For many people, college isn’t really a factor in their jaw pain. It’s just a coincidence that temporomandibular joint disorder (TMJ) often develops during the late teens or early 20s. It’s often related to stresses on the jaw, which has recently achieved its full size, and may not have adapted to the way that the teeth now fit together.
Both contact and noncontact sports can contribute to the development of TMJ. The jaw is not supported by other bones: it hangs from ligaments, tendons, and muscles, so any high-impact exercise can put stress on the jaw joint.
Even if your child participated in sports in high school, college represents a different level of participation. Competition can be harder, training schedules more grueling, and, without you to watch over them, they might be pushing themselves too hard.
You probably remember those all-night chat sessions in the dorm, where you talked and laughed and talked some more or argued vehemently over the right solution to the world’s problems. These are great experiences that every college student should enjoy, but they can be stressful on the muscles and joints of the jaw, resulting in jaw pain..
It’s likely that eating at college is completely different than it is at home. Without home cooking, most college students rely on prepared food, whether that means the cafeteria in the dorm or eating at restaurants. This can significantly increase exposure to additives like monosodium glutamate (MSG), which is common in prepared foods (especially snack foods like flavored potato chips). MSG has been linked to jaw pain and migraines in some people. Increased consumption of salt and sugar can also lead to jaw inflammation and pain.
Sometimes the problem is the opposite, though: college students devoted to eating raw vegetables, even going vegetarian or vegan. This can put their jaw under more stress. Paradoxically, a paleo diet can do the same thing.
Stress is also common among college students at the beginning and the end of the semester.

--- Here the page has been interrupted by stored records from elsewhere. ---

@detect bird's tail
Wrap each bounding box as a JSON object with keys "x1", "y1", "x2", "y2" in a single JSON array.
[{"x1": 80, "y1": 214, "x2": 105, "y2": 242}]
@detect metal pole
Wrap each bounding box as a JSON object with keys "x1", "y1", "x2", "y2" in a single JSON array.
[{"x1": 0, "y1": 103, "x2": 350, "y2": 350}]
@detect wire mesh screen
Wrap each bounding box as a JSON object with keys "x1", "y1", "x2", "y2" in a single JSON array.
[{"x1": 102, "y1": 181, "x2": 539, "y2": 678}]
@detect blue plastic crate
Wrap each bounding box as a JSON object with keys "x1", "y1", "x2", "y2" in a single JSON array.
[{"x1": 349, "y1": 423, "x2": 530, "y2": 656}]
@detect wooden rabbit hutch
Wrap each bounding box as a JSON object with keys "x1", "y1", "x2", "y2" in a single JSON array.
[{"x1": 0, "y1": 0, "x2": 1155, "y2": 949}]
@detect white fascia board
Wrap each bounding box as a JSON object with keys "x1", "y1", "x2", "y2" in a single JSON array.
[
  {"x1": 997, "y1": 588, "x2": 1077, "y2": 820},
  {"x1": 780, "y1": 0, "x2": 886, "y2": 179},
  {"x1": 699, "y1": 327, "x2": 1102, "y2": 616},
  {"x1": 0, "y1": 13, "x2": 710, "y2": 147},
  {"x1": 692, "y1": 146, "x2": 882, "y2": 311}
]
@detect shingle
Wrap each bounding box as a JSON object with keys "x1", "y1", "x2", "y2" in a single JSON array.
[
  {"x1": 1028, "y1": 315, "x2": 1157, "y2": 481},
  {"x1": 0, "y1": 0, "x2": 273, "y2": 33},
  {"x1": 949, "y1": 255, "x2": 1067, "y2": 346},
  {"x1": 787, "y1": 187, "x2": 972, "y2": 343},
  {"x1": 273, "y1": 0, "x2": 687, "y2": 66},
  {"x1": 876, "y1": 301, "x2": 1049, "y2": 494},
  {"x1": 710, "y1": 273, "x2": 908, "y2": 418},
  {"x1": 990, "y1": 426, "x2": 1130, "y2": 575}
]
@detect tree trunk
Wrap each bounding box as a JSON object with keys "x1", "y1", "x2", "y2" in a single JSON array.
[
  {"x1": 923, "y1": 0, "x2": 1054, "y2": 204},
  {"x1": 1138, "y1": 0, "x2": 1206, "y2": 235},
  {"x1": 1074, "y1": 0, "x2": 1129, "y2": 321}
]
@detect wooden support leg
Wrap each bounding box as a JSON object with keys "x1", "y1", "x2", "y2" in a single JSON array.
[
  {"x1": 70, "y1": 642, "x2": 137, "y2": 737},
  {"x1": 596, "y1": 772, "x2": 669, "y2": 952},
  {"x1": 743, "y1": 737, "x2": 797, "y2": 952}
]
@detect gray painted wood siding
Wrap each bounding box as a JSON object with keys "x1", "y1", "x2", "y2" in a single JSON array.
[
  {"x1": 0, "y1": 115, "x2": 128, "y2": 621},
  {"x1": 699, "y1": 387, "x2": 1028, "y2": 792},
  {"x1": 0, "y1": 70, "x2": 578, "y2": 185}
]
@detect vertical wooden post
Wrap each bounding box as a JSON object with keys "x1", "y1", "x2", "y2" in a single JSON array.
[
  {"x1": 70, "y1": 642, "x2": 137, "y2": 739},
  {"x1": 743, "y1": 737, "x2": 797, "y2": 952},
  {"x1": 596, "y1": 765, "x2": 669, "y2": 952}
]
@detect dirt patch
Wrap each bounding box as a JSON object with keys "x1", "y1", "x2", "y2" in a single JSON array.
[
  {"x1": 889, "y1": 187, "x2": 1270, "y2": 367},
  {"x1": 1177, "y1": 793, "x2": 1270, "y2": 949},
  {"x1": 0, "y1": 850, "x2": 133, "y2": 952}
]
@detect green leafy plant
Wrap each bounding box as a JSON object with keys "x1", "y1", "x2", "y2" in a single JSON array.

This can lead to both daytime and sleep jaw clenching, which, in turn, can lead to jaw pain and headaches.
Don’t Ignore Jaw Pain
It’s important to remember that jaw pain can be the first warning of TMJ that can worsen if left untreated. It’s best to take the problem seriously early on, when minor treatment can make a big difference.
Start with home care using over-the-counter medication and heat and cold therapy. Try a soft diet for a week. Try to identify and treat the cause, such as reducing stress, getting a more supportive mouthguard for sports, and eating a better diet. If pain persists for more than a week, schedule an appointment with a doctor or TMJ dentist for TMJ treatment options.